Crazy, but still laughing. No one is crazy. If you want to live, you can only lower your head, be honest and obedient, and let your eyes become a pool of stagnant water. According to statistics, in The Handmaid's Tale, there is not a single description of a smile. After that, many people remained silent, accepted their own destiny, and chose to obey the system. (Just like during the Cultural Revolution, many people also choose to expose others)
In a seemingly rational way, the whole country went into a frenzy.
The most terrifying thing is that such a totalitarian society cannot be built overnight. And when it takes shape little by little, most people don't even notice it.
The shocking thing about "The Handmaid's Tale" is that it constantly reminds the audience of a truth with flashbacks - not long ago, the United States was the most democratic and open place in the world. The building that seems to collapse overnight is actually rotten from bottom to top. At first, I just went out for a run in sports underwear, and was looked down upon by a conservative passer-by. Then the conflict between men and women suddenly sharpened, words like "slut" became more common, and straight men became more cancerous. When these small changes happened, they may just choose to be silent, just like many ordinary people (both men and women) kept silent when the country abolished the constitution and Congress. Then came a bigger change. Women can no longer go out to work, can no longer own private property, and finally, are no longer treated as adults. Sister V was very impressed by a detail in the film. Passing by a small shop on the street, a young maid stopped and said: It used to sell the best caramel in the country, better than the best sex. But now, it has become a place to sell handmaiden suits. Looking back, they couldn't believe that ordinary life once existed.
It looks like a dystopian sci-fi fable far from us. The original author, Margaret Atwood, vehemently denied it in an interview. She said: "Science fiction has spaceships, she said, and what I wrote has a good chance of turning out to be true.
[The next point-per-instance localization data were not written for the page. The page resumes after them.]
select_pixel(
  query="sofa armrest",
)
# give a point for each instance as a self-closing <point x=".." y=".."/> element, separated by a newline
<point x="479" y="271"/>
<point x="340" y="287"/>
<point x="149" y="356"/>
Many people agree with this statement, after all, after Trump took office, many dystopian novels including "1984" have reappeared on the Amazon list. Speaking of which, they are less patient, so the imagined future is crueler. In contrast, the people suppressed by the Islamic totalitarian regime can only remain silent.
We all know that a book, a movie or a TV series is vulnerable in the face of power. But they can be like a foolish jester in a Shakespeare play who babbles on to tell the truth, a painful prophet reminding us over and over again -- don't be that frog in warm water. I can't read a book today, and tomorrow a movie is inexplicably taken off the shelves. No one knows what will be lost in the future.